30장 Object Equality - codeport/scala GitHub Wiki

Equality in Scala

==, !=, equals : Natural equality
eq, ne : Reference equality

==는 override할 수 없다:

final def == (that: Any): Boolean =
  if (null eq this) {null eq that} else {this equals that}

Writing an equality method

Pitfall #1: Defining equals with the wrong signature.

class Point(val x: Int, val y: Int) {
  // An utterly wrong definition of equals
  def equals(other: Point): Boolean = this.x == other.x && this.y == other.y
}

이 equals 메소드는 Any.equals를 override 한 게 아니라 overload되록한 것이다. 그래서 Any.equals의 결과와 Point.equals의 결과가 다르다. Collections에서는 Any.equals을 사용할 것이기 때문에 모두 오작동한다.

override할 거면 아래처럼 해야 한다:

// A better definition, but still not perfect
override def equals(other: Any) = other match {
  case that: Point => this.x == that.x && this.y == that.y
  case _ => false
}

def ==(other: Point):Boolean 같은 메소드를 만들어도 overload된다. 절대로 이렇게 하지 말아야 하고 final def ==(other: Any):Boolean은 final이라 override할 수도 없다.

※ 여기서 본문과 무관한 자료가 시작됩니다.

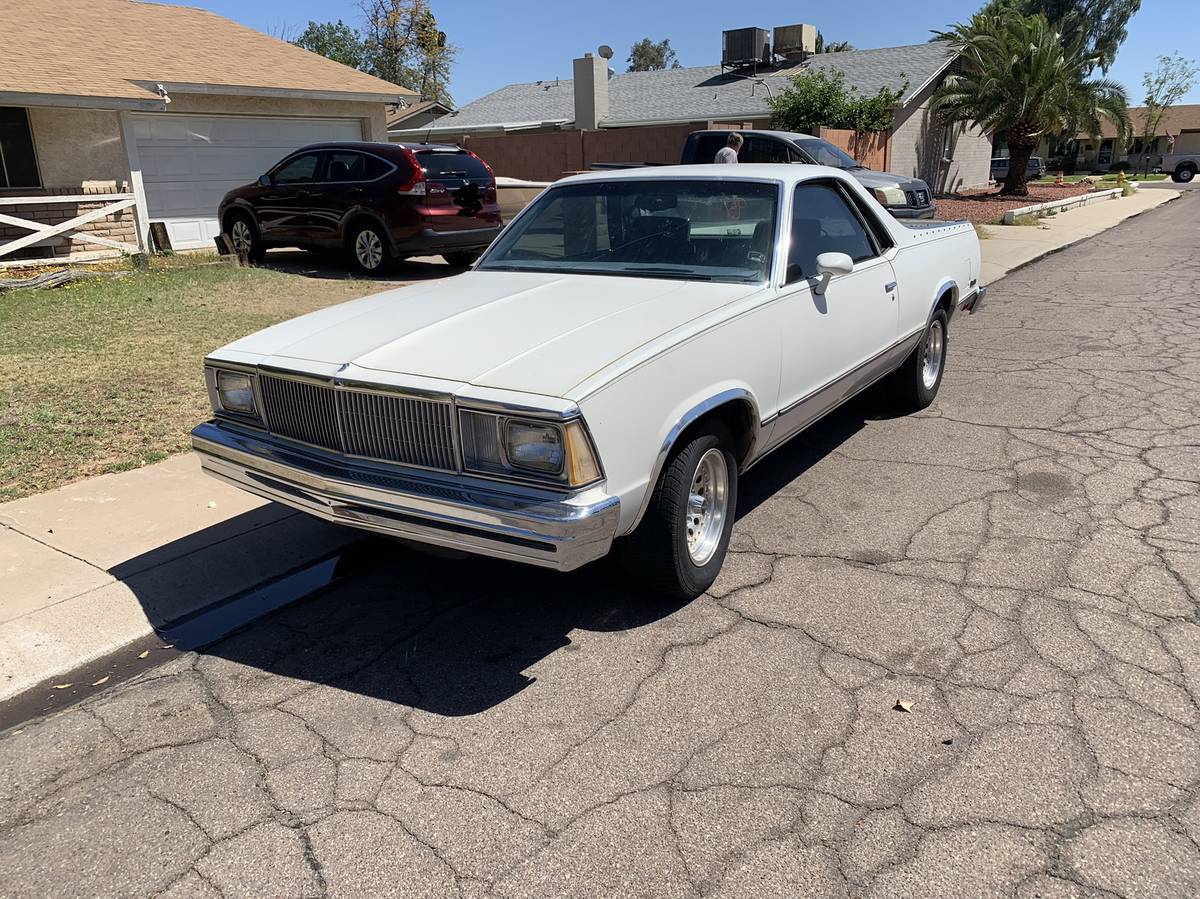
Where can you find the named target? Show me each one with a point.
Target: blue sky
(526, 41)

Pitfall #2: Changing equals without also changing hashCode

Hash Bucket 구조로 된 Collection은 equals과 hashCode는 함께 바꿔야 한다:

class Point(val x: Int, val y: Int) {
  override def hashCode = 41 * (41 + x) + y
  override def equals(other: Any) = other match {
    case that: Point => this.x == that.x && this.y == that.y
    case _ => false
  }
}

41이라는 소수를 더하고 곱한 것은 Distribution을 좋게 하려고 하는 건데, 자세한 건 밑에서 설명한다고(실제로도 설명하지만 나는 이해가 안된다ㅜㅜ)

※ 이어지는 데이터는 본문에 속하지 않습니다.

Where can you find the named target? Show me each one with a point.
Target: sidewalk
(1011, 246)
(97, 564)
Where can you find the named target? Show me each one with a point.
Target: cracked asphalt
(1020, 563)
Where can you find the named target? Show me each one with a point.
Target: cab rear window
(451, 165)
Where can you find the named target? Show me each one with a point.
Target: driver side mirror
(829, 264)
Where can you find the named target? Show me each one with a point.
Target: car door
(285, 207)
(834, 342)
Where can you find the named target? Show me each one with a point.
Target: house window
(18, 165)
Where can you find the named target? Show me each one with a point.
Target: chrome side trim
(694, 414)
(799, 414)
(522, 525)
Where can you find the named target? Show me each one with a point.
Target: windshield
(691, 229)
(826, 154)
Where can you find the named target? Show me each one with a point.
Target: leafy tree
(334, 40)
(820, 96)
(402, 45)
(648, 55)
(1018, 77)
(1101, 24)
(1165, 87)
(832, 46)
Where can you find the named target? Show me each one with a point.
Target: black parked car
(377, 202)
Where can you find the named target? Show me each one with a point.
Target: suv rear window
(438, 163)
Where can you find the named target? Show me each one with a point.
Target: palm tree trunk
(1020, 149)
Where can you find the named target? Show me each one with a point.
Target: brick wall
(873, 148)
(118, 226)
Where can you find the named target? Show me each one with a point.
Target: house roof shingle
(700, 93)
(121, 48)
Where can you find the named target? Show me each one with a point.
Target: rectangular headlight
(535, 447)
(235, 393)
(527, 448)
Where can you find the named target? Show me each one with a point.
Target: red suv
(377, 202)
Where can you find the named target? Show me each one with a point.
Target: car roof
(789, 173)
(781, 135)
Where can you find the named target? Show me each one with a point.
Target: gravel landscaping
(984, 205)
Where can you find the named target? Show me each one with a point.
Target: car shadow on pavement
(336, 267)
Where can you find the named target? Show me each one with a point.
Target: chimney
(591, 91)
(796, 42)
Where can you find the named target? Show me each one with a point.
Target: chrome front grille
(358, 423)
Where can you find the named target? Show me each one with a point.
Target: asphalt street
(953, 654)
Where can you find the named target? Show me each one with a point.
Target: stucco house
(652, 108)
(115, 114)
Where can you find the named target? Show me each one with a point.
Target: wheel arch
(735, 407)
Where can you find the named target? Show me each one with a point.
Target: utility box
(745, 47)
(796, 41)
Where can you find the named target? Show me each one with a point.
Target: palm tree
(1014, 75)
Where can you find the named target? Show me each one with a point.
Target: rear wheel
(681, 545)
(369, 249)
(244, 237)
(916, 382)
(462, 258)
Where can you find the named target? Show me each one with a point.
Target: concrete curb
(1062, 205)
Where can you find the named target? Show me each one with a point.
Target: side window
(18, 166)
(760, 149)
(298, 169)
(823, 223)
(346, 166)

Pitfall #3: Defining equals in terms of mutable fields

아래처럼 var로 만들지 말 것:

case class A(var x: Int)

val hs = HashSet[A]()
val a = A(1)
hs += a

println( hs.contains(a) ) // true
a.x = 2
println( hs.contains(a) ) // false

Pitfall #4: Failing to define equals as an equivalence relation

'not null' 객체에 대해서 Equivalence Relation이 돼야 한다.:

It is reflexive: for any non-null value x , the expression x.equals(x) should return true.
It is symmetric: for any non-null values x and y , x.equals(y) should return true if and only if y.equals(x) returns true.
It is transitive: for any non-null values x , y , and z , if x.equals(y) returns true and y.equals(z) returns true , then x.equals(z) should return true.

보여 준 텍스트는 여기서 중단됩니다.